Explanation: Choice C is correct. The historian's argument, that formal legal gains benefited some women (white, middle-class) while leaving others (Black women, working-class women of color) excluded, is a direct application of intersectional analysis. The intersectionality framework, developed most influentially by legal scholar Kimberlé Crenshaw in the late 1980s, insists that gender cannot be analyzed in isolation from race and class because different women experience both oppression and legal gains very differently depending on their position within multiple overlapping hierarchies. Choice B is incorrect. The cultural turn focused on meaning-making and representation rather than on the differential legal and political experiences of differently positioned women. The historian's argument is materialist, about actual legal protections and their exclusions, not primarily about cultural representation. Choice D is incorrect. The social history revolution did broaden historical attention to non-elite experiences, and it is a precursor to intersectional analysis, but it did not specifically develop the framework of analyzing how race and class modify gender-based gains in the way the historian's argument does. Choice A is incorrect. Postcolonial theory primarily addresses the legacies of European colonialism on colonized peoples and their historical representation, a different (though related) framework from the domestic intersectional analysis the historian employs.
Question 5. Which of the following most directly supports the historian's argument that formal legal gains for women were 'unevenly distributed across lines of race and class'?
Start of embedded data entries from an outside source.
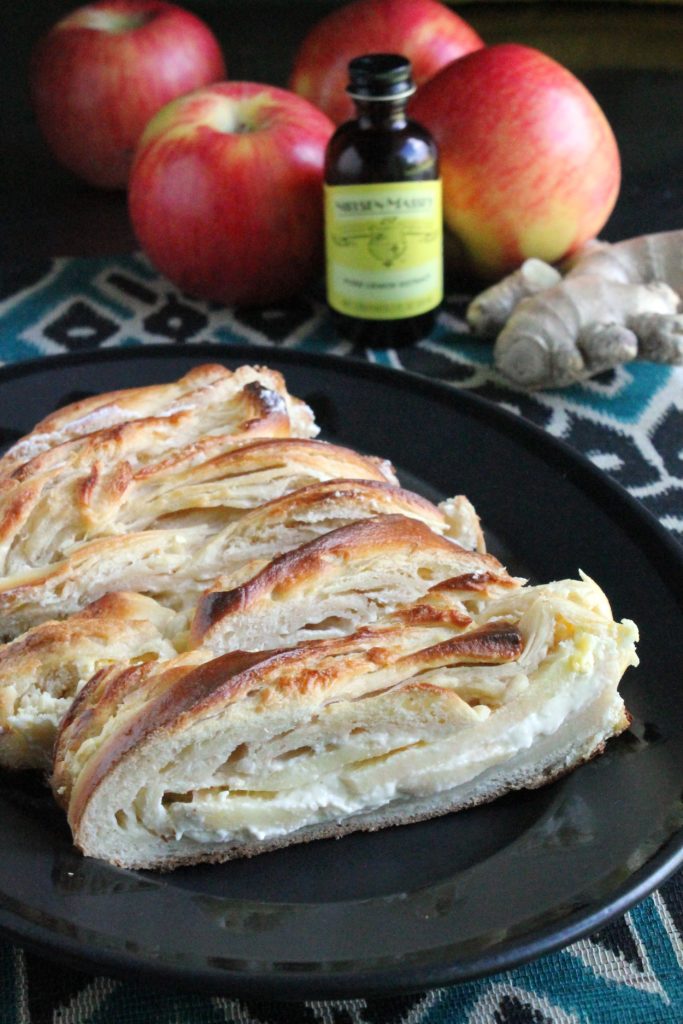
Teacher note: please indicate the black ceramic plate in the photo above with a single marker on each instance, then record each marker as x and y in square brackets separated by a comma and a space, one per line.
[429, 903]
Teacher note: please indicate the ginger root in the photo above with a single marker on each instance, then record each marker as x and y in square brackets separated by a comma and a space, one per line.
[606, 305]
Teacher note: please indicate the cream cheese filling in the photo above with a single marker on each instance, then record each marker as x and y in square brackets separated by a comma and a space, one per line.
[568, 684]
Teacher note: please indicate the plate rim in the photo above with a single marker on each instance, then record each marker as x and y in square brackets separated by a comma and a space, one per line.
[665, 553]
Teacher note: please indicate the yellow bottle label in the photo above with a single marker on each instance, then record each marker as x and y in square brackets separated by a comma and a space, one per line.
[384, 249]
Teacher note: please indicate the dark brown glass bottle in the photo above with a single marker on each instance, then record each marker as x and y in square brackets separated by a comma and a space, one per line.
[383, 212]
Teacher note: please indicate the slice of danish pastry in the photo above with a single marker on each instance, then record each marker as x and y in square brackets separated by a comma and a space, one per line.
[41, 672]
[329, 587]
[208, 760]
[160, 561]
[211, 397]
[285, 523]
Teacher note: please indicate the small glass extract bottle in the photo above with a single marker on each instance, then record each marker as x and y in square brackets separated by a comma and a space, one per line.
[383, 228]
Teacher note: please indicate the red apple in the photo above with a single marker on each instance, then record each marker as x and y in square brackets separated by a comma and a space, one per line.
[530, 166]
[98, 76]
[425, 31]
[226, 192]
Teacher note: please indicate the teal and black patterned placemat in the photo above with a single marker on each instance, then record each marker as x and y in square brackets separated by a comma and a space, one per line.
[629, 422]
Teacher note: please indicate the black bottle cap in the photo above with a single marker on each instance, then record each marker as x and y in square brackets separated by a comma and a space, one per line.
[380, 76]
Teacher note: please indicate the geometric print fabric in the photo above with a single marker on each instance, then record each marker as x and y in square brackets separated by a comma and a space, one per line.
[629, 422]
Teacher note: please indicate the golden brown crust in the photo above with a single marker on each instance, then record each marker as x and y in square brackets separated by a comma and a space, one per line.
[293, 569]
[183, 694]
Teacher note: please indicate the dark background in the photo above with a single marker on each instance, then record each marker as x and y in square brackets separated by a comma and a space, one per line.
[630, 55]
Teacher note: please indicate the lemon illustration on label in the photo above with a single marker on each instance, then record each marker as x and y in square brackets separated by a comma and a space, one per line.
[384, 249]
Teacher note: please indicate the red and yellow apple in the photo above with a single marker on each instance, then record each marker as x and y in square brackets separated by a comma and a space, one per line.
[529, 163]
[99, 75]
[425, 31]
[225, 193]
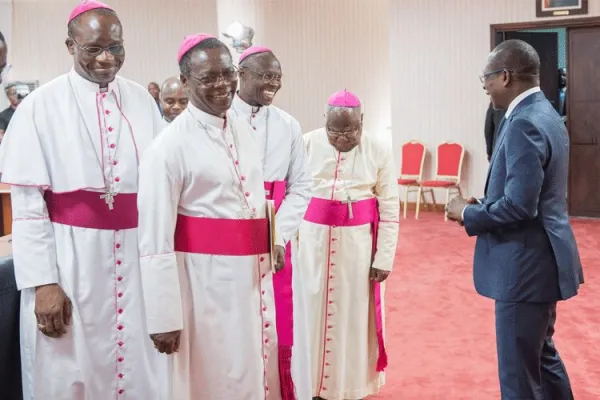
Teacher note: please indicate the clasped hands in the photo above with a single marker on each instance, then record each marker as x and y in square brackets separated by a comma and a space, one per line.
[168, 343]
[53, 310]
[454, 208]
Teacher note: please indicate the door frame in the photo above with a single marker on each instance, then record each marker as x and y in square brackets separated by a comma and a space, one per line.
[568, 23]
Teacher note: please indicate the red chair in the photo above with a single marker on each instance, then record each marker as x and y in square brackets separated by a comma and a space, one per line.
[411, 171]
[448, 160]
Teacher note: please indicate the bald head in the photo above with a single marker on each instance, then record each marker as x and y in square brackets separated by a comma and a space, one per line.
[517, 56]
[260, 78]
[173, 98]
[344, 127]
Explanation: Choice B is correct. Statistical data showing differential wage gap improvements across race and education lines would directly support the historian's argument that formal legal gains (like the Equal Pay Act) had uneven effects across race and class. If college-educated white women benefited while Black and Latina women without degrees did not, this is precisely the pattern the historian describes, formal legal protection existing alongside differential outcomes based on race and class. Choice A is incorrect. The participation of Black women in the suffrage movement actually complicates a simple race-based exclusion narrative by showing that Black women were active agents in pursuing voting rights. It supports the complexity of women's history but does not directly support the specific argument about uneven distribution of legal gains. Choice C is incorrect. The history of NOW's initial focus on middle-class professional concerns is relevant to the historian's argument about whose experiences dominate women's history narratives, but it is an organizational history point rather than direct evidence of uneven legal gains. Choice D is incorrect. The ERA's failure to ratify affected all women equally in that none received its protections; it is an example of a gain that was not achieved rather than a gain unevenly distributed across race and class lines.